Claude Corbo
Photo: Nathalie St-Pierre
«C'est un très grand soulagement d'avoir réglé cette situation», déclare le recteur d'entrée de jeu à l'évocation du dossier de l'Îlot Voyageur. Comme le gouvernement en a fait l'annonce récemment, l'UQAM est désormais totalement libérée, financièrement et juridiquement, de ce boulet qu'elle traînait depuis la crise immobilière.
«L'UQAM clôt un chapitre difficile de son histoire, ce qui va lui permettre de s'occuper de son avenir», ajoute Claude Corbo, réitérant sa reconnaissance, en tant que porte-parole de l'université, à l'endroit du gouvernement.
L'annonce concernant la mise en oeuvre de la restructuration de l'Îlot Voyageur constitue une très bonne nouvelle non seulement pour l'UQAM, mais aussi pour le quartier et pour la Ville de Montréal, souligne le recteur. «C'est un quartier culturellement très riche, avec l'UQAM, la Grande Bibliothèque, les Archives nationales, la Cinémathèque, l'Institut national de l'image et du son. Cela vaut la peine de le mettre en valeur.»
L'UQAM, qui a toujours des besoins immobiliers, pourrait-elle occuper des espaces au sein du nouveau complexe qui remplacera le projet de l'Îlot Voyageur? «Nous sommes en train de préparer notre Plan directeur immobilier et nous devons, dans le cadre de cet exercice, déterminer quels seront nos besoins d'espace dans les prochaines années, répond le recteur.
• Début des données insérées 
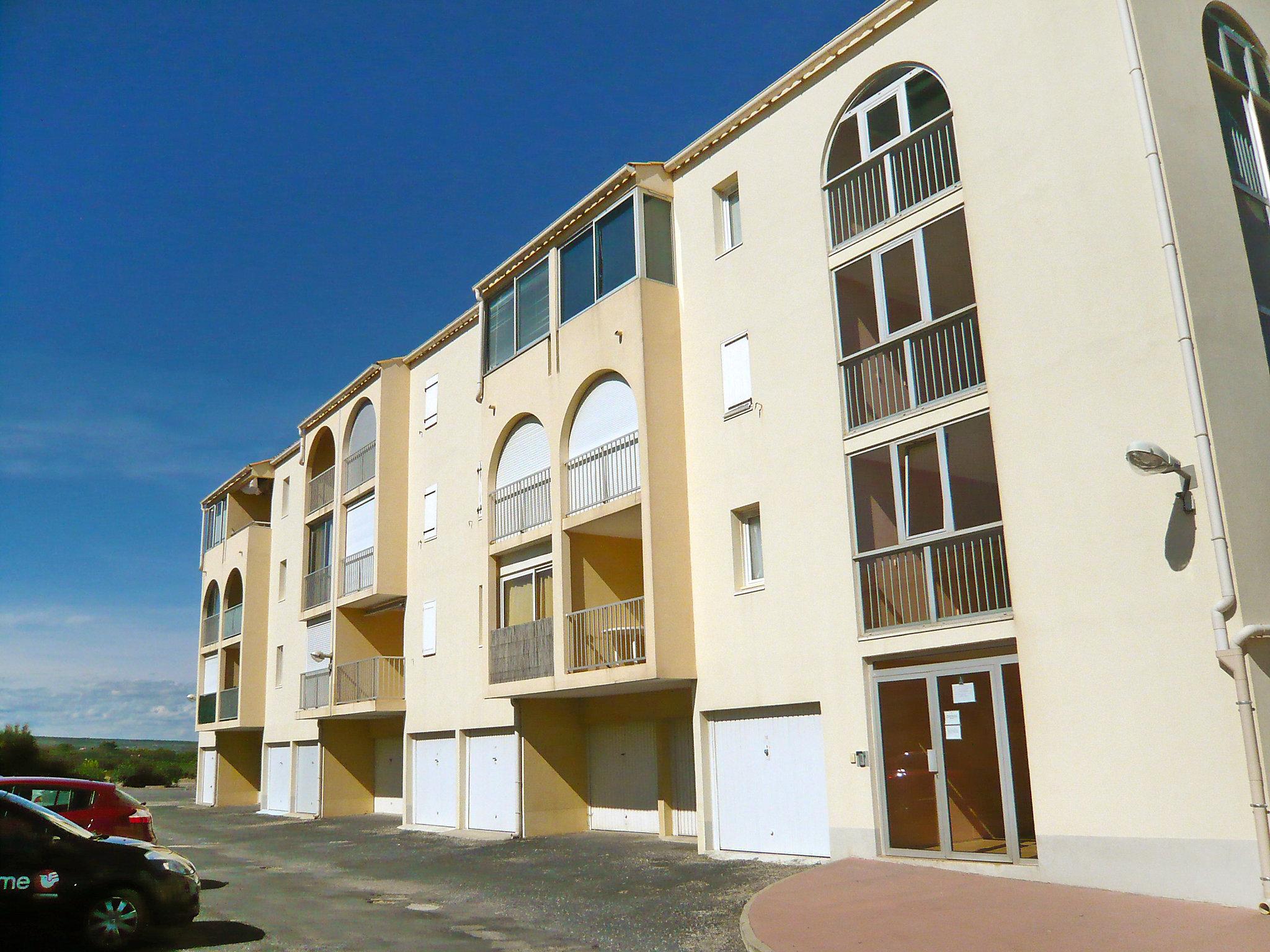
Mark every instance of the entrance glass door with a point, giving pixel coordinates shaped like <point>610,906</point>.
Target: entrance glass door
<point>954,757</point>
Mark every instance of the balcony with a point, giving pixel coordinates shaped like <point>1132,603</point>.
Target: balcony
<point>233,624</point>
<point>206,708</point>
<point>229,705</point>
<point>322,490</point>
<point>607,637</point>
<point>602,474</point>
<point>316,588</point>
<point>370,679</point>
<point>956,576</point>
<point>884,187</point>
<point>521,651</point>
<point>521,506</point>
<point>920,366</point>
<point>211,628</point>
<point>314,690</point>
<point>360,467</point>
<point>358,571</point>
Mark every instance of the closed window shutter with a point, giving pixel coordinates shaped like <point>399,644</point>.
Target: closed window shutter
<point>735,374</point>
<point>430,627</point>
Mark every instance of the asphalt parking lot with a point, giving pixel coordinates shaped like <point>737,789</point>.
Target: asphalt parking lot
<point>362,884</point>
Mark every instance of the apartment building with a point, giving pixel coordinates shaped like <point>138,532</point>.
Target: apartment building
<point>788,495</point>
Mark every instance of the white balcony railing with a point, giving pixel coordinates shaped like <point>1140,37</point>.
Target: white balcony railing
<point>358,571</point>
<point>606,472</point>
<point>358,467</point>
<point>314,690</point>
<point>322,490</point>
<point>521,651</point>
<point>958,575</point>
<point>370,679</point>
<point>607,637</point>
<point>915,169</point>
<point>521,506</point>
<point>925,364</point>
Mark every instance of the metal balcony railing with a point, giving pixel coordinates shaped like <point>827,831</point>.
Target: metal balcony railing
<point>358,571</point>
<point>922,366</point>
<point>521,506</point>
<point>609,637</point>
<point>322,490</point>
<point>207,707</point>
<point>917,168</point>
<point>920,584</point>
<point>370,679</point>
<point>211,628</point>
<point>358,466</point>
<point>606,472</point>
<point>521,651</point>
<point>318,587</point>
<point>231,626</point>
<point>314,690</point>
<point>229,705</point>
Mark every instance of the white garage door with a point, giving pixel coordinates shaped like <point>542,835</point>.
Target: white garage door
<point>493,769</point>
<point>277,798</point>
<point>308,778</point>
<point>207,777</point>
<point>436,781</point>
<point>770,787</point>
<point>623,769</point>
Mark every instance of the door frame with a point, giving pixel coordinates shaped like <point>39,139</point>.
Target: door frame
<point>931,673</point>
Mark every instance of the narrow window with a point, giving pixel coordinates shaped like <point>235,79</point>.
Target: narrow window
<point>430,402</point>
<point>737,395</point>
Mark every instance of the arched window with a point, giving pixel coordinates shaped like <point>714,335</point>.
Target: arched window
<point>890,150</point>
<point>360,459</point>
<point>1241,87</point>
<point>603,444</point>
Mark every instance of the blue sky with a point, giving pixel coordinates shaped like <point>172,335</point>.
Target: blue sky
<point>190,191</point>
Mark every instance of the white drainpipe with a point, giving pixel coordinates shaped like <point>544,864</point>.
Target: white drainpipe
<point>1230,651</point>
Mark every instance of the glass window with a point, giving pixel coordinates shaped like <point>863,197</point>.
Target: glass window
<point>578,276</point>
<point>658,240</point>
<point>615,248</point>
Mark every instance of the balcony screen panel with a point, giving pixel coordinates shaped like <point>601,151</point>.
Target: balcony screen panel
<point>858,306</point>
<point>525,454</point>
<point>577,276</point>
<point>615,248</point>
<point>973,474</point>
<point>605,414</point>
<point>360,528</point>
<point>318,640</point>
<point>500,328</point>
<point>900,283</point>
<point>948,266</point>
<point>531,306</point>
<point>874,498</point>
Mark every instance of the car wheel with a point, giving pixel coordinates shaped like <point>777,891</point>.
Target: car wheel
<point>115,919</point>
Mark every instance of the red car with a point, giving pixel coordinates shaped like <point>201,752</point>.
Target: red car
<point>94,805</point>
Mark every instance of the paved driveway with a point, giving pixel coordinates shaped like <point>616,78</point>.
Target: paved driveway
<point>362,884</point>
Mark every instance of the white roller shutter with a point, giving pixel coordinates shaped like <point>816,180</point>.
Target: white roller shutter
<point>493,769</point>
<point>318,640</point>
<point>436,781</point>
<point>606,413</point>
<point>360,527</point>
<point>770,785</point>
<point>621,760</point>
<point>525,454</point>
<point>308,778</point>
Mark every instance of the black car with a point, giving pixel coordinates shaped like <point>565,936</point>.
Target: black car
<point>109,889</point>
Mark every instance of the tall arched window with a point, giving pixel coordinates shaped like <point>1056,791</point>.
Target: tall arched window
<point>1241,87</point>
<point>890,150</point>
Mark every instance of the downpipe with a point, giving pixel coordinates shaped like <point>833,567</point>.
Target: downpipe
<point>1230,651</point>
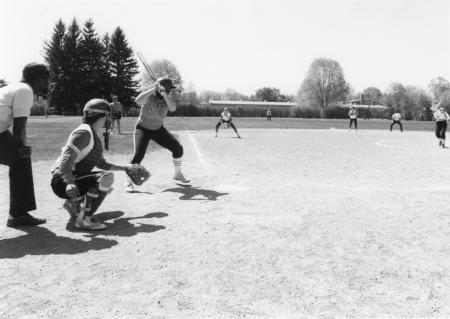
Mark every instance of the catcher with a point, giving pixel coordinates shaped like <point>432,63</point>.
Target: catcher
<point>73,177</point>
<point>155,103</point>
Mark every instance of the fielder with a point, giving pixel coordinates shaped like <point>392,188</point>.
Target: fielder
<point>225,118</point>
<point>353,115</point>
<point>441,117</point>
<point>155,103</point>
<point>268,117</point>
<point>73,178</point>
<point>15,105</point>
<point>397,119</point>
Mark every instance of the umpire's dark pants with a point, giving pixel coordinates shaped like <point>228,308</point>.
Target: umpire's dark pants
<point>21,188</point>
<point>399,123</point>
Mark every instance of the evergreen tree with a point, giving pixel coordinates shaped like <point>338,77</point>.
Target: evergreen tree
<point>53,56</point>
<point>72,78</point>
<point>107,83</point>
<point>92,57</point>
<point>124,68</point>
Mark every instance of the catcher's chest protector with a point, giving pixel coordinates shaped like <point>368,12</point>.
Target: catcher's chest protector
<point>90,156</point>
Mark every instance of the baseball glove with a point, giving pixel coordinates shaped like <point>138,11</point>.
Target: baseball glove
<point>137,173</point>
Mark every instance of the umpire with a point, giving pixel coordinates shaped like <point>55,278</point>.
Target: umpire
<point>15,105</point>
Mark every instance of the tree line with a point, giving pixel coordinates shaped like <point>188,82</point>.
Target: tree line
<point>85,65</point>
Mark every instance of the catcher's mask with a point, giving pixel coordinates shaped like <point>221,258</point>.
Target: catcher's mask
<point>167,84</point>
<point>95,109</point>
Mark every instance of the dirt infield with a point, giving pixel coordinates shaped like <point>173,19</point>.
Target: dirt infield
<point>279,224</point>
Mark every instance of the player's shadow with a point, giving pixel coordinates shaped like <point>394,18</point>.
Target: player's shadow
<point>41,241</point>
<point>195,193</point>
<point>116,225</point>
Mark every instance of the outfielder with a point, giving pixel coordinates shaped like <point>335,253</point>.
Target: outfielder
<point>15,105</point>
<point>225,118</point>
<point>155,103</point>
<point>441,117</point>
<point>353,115</point>
<point>396,119</point>
<point>268,117</point>
<point>73,177</point>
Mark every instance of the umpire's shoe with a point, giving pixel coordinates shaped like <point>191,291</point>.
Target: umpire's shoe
<point>25,220</point>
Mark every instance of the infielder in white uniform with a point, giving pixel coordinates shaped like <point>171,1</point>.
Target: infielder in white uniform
<point>441,117</point>
<point>396,119</point>
<point>225,118</point>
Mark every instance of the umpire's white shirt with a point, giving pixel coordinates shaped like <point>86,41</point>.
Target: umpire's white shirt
<point>16,100</point>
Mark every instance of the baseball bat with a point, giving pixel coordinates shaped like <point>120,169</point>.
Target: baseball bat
<point>106,137</point>
<point>146,66</point>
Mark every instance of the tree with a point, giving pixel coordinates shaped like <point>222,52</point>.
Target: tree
<point>3,83</point>
<point>123,67</point>
<point>324,83</point>
<point>71,79</point>
<point>53,55</point>
<point>371,96</point>
<point>205,96</point>
<point>418,103</point>
<point>396,98</point>
<point>92,69</point>
<point>440,88</point>
<point>232,95</point>
<point>270,95</point>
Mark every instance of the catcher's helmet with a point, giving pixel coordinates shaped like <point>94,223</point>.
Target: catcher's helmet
<point>167,83</point>
<point>96,106</point>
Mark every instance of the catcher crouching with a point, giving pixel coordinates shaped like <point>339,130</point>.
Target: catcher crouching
<point>73,178</point>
Tant que cet exercice n'est pas terminé, la question est prématurée.»
Et l'exercice n'est pas simple, insiste Claude Corbo, car il faut prendre en compte de multiples variables. D'abord, il faut prévoir la croissance du corps professoral. En effet, 145 nouveaux postes de professeurs s'ajouteront d'ici 2014 au plan d'effectifs. Or, comme on ne connaît pas le fin détail de la répartition de ces nouveaux postes, il faut prévoir des ajouts d'espaces ici et là, sans savoir précisément dans quel département chaque nouveau professeur se retrouvera. Les paramètres de l'équation doivent aussi inclure les objectifs de l'UQAM concernant l'accroissement de l'effectif étudiant (notamment les 700 nouveaux étudiants de maîtrise et de doctorat qu'on souhaite recruter dans le cadre du Plan stratégique et du Plan de retour à l'équilibre budgétaire), ainsi que l'évolution des fonds de recherche (pour les besoins en espaces de laboratoire, par exemple) et les normes du ministère de l'Éducation, qui génèrent leurs propres contraintes d'espace.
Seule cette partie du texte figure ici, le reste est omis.